To Alexander Jardine

New York June 1st 1790

Sir

I take the opportunity by General Mansell to acknowledge the receipt of your polite letter of the 29 of May 1789 and to present you my thanks for the valuable present of your entertaining travels.1 Your compliments upon so hasty a production as my book are very flattering. It would give me pleasure to pursue the subject through all the known governments, and to correct or rather new make the whole work. But my life is destined to labor of a much less agreable kind.— I know not how it is but mankind have an aversion to the study of the science of government. Is it because the subject is dry? To me, no romance is more entertaining. Those who take the lead in revolutions are seldom well informed, and they commonly take more pains to inflame their own passions, and those of society than to discover truth: and very few of those who have just ideas, have the courage to pursue them. I know by experience that in revolutions the most fiery spirits and flighty genius’s frequently obtain more influence than men of sense and judgment: and the weakest men may carry foolish measures in opposition to wise ones proposed by the ablest. France is in great danger from this quarter. The desire of change in Europe is not wonderful Abuses in religion and government are so numerous and oppresive to the people, that a reformation must take place or a general decline.
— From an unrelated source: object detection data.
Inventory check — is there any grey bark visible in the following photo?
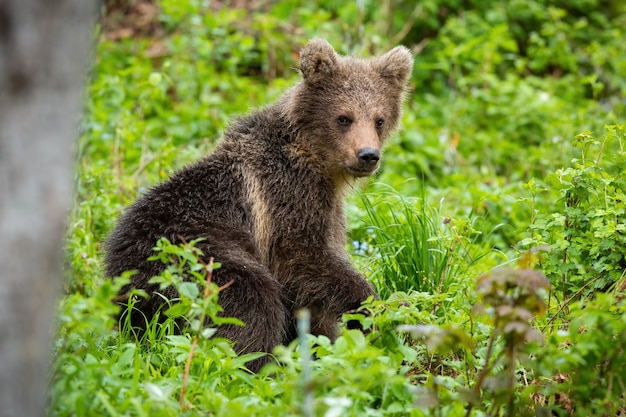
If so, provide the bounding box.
[0,0,96,417]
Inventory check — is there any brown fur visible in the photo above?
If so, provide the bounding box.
[105,39,412,370]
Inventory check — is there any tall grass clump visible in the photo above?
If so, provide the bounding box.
[361,186,458,299]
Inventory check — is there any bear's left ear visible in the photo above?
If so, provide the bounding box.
[373,46,413,88]
[300,39,337,85]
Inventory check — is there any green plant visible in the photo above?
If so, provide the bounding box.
[531,125,626,301]
[360,191,475,298]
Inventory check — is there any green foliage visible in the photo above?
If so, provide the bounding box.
[358,187,475,298]
[49,0,626,416]
[531,125,626,300]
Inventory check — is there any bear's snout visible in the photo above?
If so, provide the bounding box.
[357,148,380,168]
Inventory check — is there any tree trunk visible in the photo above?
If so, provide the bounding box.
[0,0,96,417]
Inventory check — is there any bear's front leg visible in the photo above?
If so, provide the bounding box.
[279,256,378,342]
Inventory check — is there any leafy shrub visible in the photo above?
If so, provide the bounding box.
[531,125,626,301]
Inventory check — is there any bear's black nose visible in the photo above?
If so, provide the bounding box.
[357,148,380,165]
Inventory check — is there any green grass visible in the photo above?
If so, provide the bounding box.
[48,0,626,416]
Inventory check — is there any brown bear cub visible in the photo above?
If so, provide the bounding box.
[105,39,413,371]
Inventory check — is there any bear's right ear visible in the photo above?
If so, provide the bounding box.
[374,46,413,88]
[300,39,337,85]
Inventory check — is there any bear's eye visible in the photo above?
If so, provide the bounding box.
[337,116,352,126]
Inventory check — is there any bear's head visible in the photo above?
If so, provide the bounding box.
[286,39,413,179]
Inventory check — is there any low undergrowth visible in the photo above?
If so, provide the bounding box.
[48,0,626,417]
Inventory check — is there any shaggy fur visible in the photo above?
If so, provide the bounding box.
[105,39,413,371]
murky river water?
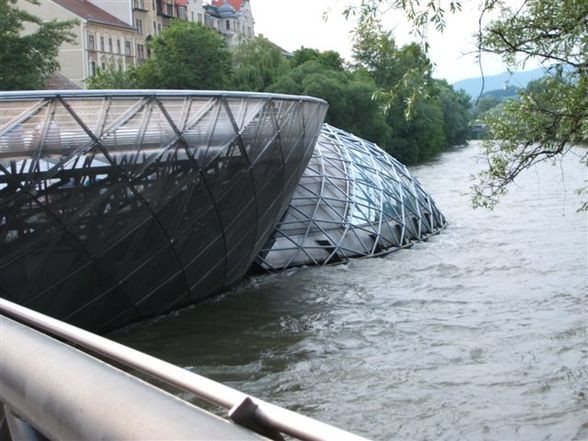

The armies of monks, soldiers and courtiers were become so numerous and costly that the labor of the rest was not enough to maintain them. Either reformation or depopulation must come.

I am so well satisfied of my own principles, that I think them as eternal and unchangeable as the earth and its inhabitants. I know mankind must finally adopt a ballance between the executive and legislative powers, and another ballance between the poor and the rich in the legislature; and quarrel till they come to that conclusion— But how long they must quarrel before they agree in the inference I know not—

John Adams

LbC in CA’s hand (Adams Papers); internal address: “Major A Jardine / Woolwich near London.”; APM Reel 115.

1Jardine last wrote on 26 May 1789 to praise JA’s Defence of the Const. description begins John Adams, A Defence of the Constitutions of Government of the United States of America, London, 1787–1788; repr. New York, 1971; 3 vols. description ends , which had “advanced the subject more than any thing that has appeared since Montesquiu” (Adams Papers).